The Value Of Money And What It Really Means

by Evelyn Pelczar

Money is a dependent variable that affects the many decisions people make in their lives, ranging from collegiate enrollment and job decisions to simple/major investments. Inadvertently or intentionally we make some of our biggest life decisions in accordance with money. But what makes money so fascinating? Perhaps it’s the idea that these multi-colored bills and coins in our wallets allow us to set occupational goals for future successes or squander them.
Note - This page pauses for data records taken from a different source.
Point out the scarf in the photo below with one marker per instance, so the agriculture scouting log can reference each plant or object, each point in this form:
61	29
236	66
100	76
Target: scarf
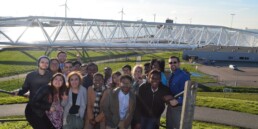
98	92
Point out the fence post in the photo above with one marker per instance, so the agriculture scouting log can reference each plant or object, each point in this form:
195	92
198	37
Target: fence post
188	105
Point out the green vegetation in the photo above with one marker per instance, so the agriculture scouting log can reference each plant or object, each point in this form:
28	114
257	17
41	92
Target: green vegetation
239	105
240	96
203	125
203	88
25	125
15	125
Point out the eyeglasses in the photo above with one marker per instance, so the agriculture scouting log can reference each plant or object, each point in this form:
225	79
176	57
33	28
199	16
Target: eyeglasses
173	62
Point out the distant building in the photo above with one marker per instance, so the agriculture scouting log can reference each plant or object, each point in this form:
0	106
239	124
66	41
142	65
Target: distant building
222	53
169	20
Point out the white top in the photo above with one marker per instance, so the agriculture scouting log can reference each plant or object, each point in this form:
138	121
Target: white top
123	104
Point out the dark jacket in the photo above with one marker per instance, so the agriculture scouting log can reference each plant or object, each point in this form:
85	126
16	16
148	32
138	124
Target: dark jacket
151	104
40	102
111	109
33	82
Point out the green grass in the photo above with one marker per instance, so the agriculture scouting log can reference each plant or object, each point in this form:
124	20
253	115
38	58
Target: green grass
240	96
15	125
203	88
195	125
238	105
203	125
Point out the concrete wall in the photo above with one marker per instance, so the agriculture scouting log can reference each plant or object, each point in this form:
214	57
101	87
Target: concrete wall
222	56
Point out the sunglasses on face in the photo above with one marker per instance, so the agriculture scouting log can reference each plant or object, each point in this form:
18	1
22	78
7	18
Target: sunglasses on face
175	62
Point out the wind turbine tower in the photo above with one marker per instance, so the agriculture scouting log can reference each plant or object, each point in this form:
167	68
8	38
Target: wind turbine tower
122	14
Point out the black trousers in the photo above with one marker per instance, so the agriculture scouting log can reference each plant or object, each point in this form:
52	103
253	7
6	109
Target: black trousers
37	122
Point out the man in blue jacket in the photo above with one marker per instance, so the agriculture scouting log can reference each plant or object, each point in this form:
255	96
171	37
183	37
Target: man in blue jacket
176	85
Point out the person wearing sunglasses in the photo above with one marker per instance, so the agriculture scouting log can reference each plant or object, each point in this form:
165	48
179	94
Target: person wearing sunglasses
176	85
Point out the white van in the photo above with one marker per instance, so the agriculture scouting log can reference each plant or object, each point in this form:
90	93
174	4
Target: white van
231	66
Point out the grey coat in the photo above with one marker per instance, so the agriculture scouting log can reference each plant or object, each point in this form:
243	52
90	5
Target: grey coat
81	101
111	109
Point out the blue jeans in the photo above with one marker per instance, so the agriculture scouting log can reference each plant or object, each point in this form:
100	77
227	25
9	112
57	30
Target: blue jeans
149	123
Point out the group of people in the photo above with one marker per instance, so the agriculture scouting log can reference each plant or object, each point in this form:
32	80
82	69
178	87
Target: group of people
73	95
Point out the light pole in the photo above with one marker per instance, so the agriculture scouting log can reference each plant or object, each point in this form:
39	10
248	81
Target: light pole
154	17
232	16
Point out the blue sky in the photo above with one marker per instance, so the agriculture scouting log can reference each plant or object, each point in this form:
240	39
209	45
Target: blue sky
208	12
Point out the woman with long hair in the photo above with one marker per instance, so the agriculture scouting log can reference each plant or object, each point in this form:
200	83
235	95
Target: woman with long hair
54	66
46	104
76	102
115	80
97	93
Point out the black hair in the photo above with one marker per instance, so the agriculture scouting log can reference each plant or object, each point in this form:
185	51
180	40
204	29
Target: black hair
127	66
126	77
175	58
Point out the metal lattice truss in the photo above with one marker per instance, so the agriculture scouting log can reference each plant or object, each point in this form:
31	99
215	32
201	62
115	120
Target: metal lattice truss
74	32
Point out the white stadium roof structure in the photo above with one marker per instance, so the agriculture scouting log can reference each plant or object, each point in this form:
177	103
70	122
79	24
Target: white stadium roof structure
38	31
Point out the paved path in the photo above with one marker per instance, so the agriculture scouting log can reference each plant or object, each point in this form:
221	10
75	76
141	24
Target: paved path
219	116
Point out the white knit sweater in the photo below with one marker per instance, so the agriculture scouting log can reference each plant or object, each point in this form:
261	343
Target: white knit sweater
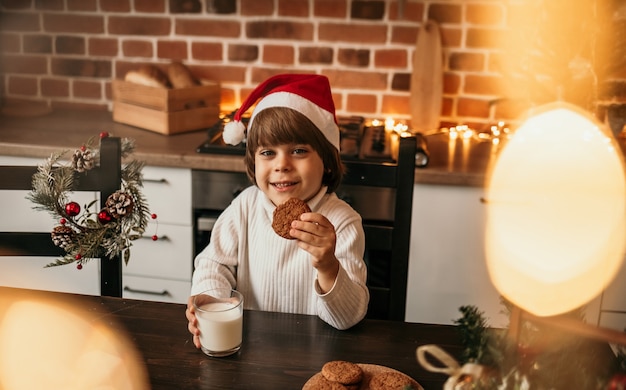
273	273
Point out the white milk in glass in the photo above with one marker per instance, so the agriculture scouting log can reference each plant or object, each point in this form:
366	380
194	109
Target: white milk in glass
221	326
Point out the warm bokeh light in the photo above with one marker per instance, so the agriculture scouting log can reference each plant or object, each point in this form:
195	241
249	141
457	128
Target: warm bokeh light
45	345
556	211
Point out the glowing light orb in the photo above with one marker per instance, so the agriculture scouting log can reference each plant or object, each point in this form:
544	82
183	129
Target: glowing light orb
556	211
There seems to be more to the face-value of a dollar bill than at first glance. Currency, money, wealth and sometimes power, are all words used to describe the same thing; a certain acquisition of financial stability to the point of security and comfort. Now money in its physical form is paper and coins, which have a higher representation as a standard of currency within a region. This definition highlights the conventions of money in an economical way. However, money on a more intimate level comes to represent something entirely different to mankind.
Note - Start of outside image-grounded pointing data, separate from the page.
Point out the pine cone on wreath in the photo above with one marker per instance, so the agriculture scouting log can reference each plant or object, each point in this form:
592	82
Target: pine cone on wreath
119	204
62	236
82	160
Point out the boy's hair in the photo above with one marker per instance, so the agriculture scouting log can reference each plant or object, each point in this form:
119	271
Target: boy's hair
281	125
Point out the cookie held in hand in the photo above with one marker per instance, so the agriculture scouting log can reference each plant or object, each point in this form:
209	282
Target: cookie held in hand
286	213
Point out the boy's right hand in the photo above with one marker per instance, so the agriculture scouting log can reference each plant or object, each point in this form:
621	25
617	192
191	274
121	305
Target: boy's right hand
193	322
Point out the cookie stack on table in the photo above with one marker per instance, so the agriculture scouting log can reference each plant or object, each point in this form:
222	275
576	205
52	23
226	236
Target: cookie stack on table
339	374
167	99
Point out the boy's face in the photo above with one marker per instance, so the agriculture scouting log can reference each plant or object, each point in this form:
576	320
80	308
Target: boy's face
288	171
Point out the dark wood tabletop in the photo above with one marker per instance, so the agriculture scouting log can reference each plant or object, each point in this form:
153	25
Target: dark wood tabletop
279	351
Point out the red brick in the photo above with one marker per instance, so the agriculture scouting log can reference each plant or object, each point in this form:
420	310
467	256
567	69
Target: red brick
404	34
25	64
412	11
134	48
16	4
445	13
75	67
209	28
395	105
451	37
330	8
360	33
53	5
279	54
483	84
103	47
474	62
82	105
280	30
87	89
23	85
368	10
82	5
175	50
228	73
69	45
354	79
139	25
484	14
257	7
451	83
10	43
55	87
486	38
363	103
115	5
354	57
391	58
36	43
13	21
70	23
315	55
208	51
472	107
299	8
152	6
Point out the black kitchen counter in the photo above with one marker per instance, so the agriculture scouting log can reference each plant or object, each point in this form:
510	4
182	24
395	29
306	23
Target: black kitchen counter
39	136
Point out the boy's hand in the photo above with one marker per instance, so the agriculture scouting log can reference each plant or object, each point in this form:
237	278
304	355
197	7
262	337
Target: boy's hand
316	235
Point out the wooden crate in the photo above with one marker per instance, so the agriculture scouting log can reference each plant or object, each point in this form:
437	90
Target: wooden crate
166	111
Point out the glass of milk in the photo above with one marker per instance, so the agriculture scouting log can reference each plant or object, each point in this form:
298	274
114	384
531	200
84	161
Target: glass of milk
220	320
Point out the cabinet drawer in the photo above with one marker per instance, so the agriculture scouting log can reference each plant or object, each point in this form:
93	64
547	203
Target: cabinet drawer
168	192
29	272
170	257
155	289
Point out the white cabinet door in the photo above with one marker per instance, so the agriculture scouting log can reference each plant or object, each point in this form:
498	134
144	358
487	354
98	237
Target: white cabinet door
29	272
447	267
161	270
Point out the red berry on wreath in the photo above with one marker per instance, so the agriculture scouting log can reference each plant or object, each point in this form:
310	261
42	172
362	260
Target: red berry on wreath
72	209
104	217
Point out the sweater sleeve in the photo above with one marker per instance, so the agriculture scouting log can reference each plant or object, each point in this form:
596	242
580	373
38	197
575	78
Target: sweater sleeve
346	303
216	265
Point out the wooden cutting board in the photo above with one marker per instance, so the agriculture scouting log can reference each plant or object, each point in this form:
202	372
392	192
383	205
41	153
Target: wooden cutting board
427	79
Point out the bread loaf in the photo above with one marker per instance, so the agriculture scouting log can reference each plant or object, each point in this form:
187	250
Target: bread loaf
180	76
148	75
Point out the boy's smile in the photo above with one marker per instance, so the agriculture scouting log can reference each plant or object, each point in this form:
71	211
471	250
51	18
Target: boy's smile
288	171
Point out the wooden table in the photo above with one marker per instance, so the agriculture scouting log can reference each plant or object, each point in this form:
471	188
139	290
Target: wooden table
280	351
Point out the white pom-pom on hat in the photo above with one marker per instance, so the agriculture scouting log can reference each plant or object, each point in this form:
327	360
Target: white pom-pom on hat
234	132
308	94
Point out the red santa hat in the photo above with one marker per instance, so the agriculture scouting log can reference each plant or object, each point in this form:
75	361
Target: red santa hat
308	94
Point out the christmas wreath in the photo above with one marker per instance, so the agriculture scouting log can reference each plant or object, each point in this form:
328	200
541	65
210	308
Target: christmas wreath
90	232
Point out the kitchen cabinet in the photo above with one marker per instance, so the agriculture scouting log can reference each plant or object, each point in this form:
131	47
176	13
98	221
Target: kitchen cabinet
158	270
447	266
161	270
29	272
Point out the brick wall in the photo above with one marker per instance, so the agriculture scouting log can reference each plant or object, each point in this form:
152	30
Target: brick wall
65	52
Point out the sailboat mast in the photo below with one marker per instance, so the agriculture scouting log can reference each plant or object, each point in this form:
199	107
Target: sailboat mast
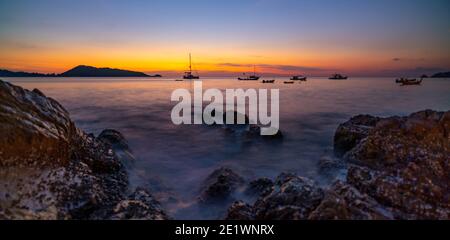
190	65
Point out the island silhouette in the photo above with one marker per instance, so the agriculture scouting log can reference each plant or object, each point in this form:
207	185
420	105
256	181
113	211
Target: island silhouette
81	71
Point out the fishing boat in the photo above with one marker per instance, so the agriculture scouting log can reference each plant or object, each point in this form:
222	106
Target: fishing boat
253	77
188	74
412	82
269	81
402	80
298	78
337	77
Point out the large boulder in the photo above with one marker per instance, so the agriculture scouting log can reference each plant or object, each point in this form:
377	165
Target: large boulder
344	202
140	205
35	130
220	185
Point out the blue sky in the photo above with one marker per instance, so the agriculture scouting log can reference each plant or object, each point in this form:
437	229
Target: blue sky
348	34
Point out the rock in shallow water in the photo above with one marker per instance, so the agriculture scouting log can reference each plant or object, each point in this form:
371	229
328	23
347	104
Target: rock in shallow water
397	168
220	185
52	170
34	130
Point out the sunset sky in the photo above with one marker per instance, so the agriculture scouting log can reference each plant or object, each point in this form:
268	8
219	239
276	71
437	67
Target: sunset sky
313	37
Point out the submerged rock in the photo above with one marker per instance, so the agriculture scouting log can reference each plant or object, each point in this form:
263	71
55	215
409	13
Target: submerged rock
293	197
140	205
261	186
220	185
49	168
34	130
240	210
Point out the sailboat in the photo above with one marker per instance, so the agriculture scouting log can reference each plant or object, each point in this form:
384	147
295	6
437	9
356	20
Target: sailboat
188	74
251	77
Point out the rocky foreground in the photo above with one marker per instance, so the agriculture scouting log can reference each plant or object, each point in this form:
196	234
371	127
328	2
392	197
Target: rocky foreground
395	168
Happiness can’t be bought, but show me a sad person buying a new Mercedes or BMW. The relationship between money and its owner is in how it’s handled. Money can be a gateway toward happiness and financial safety, a grave into debt and IOUs, or a lock and safe for the more greed-driven.

The value of money changes in the hands of its possessor but not in a physical manner, but a metaphysical one. As an abstract value money is infinitely malleable, represented as a symbolic entity of power, greed, happiness, security, potential and status. As purchasing or buying becomes an infinite choice, very similarly wealth takes on an infinitely different meaning in the eyes of its beholder. The influence of money is a product of its owner and its use.

My personal relationship with money is a healthy one and it represents a potential future void of financial problems and insecurities. The pot-o-gold is the goal and I’ll be damned if I let a leprechaun stop me from swimming in it. Not to be confused with greed, money has come to fuel my ambition as it does for most people who have financial goals. Unfortunately, many people try to exclude one major component of getting the big bucks; putting in the hard work.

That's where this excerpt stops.